Voltei a cantar durante minha pesquisa pra conclusão do bacharelado em Artes Cênicas. Antes disso, eu achava minha voz muito suave, muito doce e não gostava de como eu cantava. Eu não sabia como treinar minha voz de maneira a atingir outras camadas de interpretação e me julgava demais. Com o teatro, eu pude entender melhor a minha versatilidade, e o quanto a voz tinha potência, independente do quanto eu julgava. E com o tempo, e com bons mestres e mestras, pude aplicar e descobrir essas outras facetas, como usa-la como um instrumento, ou como lembrar de algo cantando, que saísse do cotidiano. Pude me surpreender tanto, que continuo nesse caminho, de pesquisa, da voz-movimento, com minha professora que eu amo, Chiara Santoro. Mas tive excelentes pessoas, profissionais ou não no meu caminho que me abriram pra essa escuta.
JP – Atuando no teatro, você já cantava! Como foi a experiencia de interpretar Judy Garland?
Foi uma experiência bem forte. Mas sim, foi um desdobramento de alguns anos que passei em sala de ensaio, mais do que em cena de fato. Meu trabalho passou muito pelo treinamento do ator/performer. Continuei com uma pesquisa que tratava do canto em cena, antes de me desafiar no teatro musical, e tudo isso me ajudou pro meu trabalho hoje em dia, e com a Judy Garland, não foi diferente, foi muito especial.
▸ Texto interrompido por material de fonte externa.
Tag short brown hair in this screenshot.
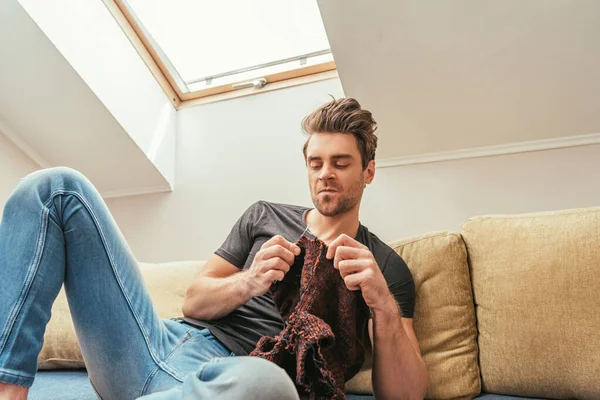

Isso aconteceu pois o texto falava sobre essa luta do performer que nasce pro ofício, e que passa por situações muito desafiadoras – psicologicamente falando- para estar no palco, para o público só assistir uma pontinha no iceberg, que é a magia do espetáculo. O mundo artístico passa, e naquela época, mais ainda, por momentos de provação muito intensos, ouvimos que não era importante para o Brasil – termos artistas – o contexto era tão surreal, que tudo isso aparecia de alguma forma na personagem.
JP – Quais são os gêneros musicais que você prefere cantar?
Depende, claro que tem gêneros que fizeram minha trajetória, e fazem mais sentido com meu tipo vocal, mas gosto de soul, mpb, pop, blues, jazz, samba, bossa, rock, folk, forró algumas coisas, baião, aboio. Gosto de muitos gêneros.
JP – Como você analisa a escalação de influencers em programas de música na televisão?
Não posso condenar, mas não acho uma prática louvável, pois existem artistas incríveis que são solenemente ignorados por conta dessa prática. Eu comecei minha carreira artística sem possuir redes sociais, porque eu não achava que ajudava minha concentração naquele momento, e era julgada. Pensavam que era arrogância, ou algo do tipo, enfim. Mas eu não gostava de assistir pessoas sensíveis que não eram escaladas pra trabalho em virtude de outras que tinham as redes mais movimentadas. Tive muita dificuldade em me encontrar nesse mundo digital, porque eu via o que era não fazer parte dele. Mas com o tempo, fui entendendo a lógica, e já passei por esses períodos de vício nas redes, comparações, e essas problemáticas. Acho um pouco triste, mas são escolhas que não tenho controle. Não vejo uma diminuição desse tipo de prática que não passe por uma regulamentação na lei.
JP – Quais são os seus projetos futuros?
Tenho um EP de inéditas em fase de gravação, planejo um álbum também para o ano que vem. Mais shows, mais participações e convites de outros artistas e viajar com o tributo ao disco “Previsão do Tempo” do Marcos Valle que estamos ensaiando.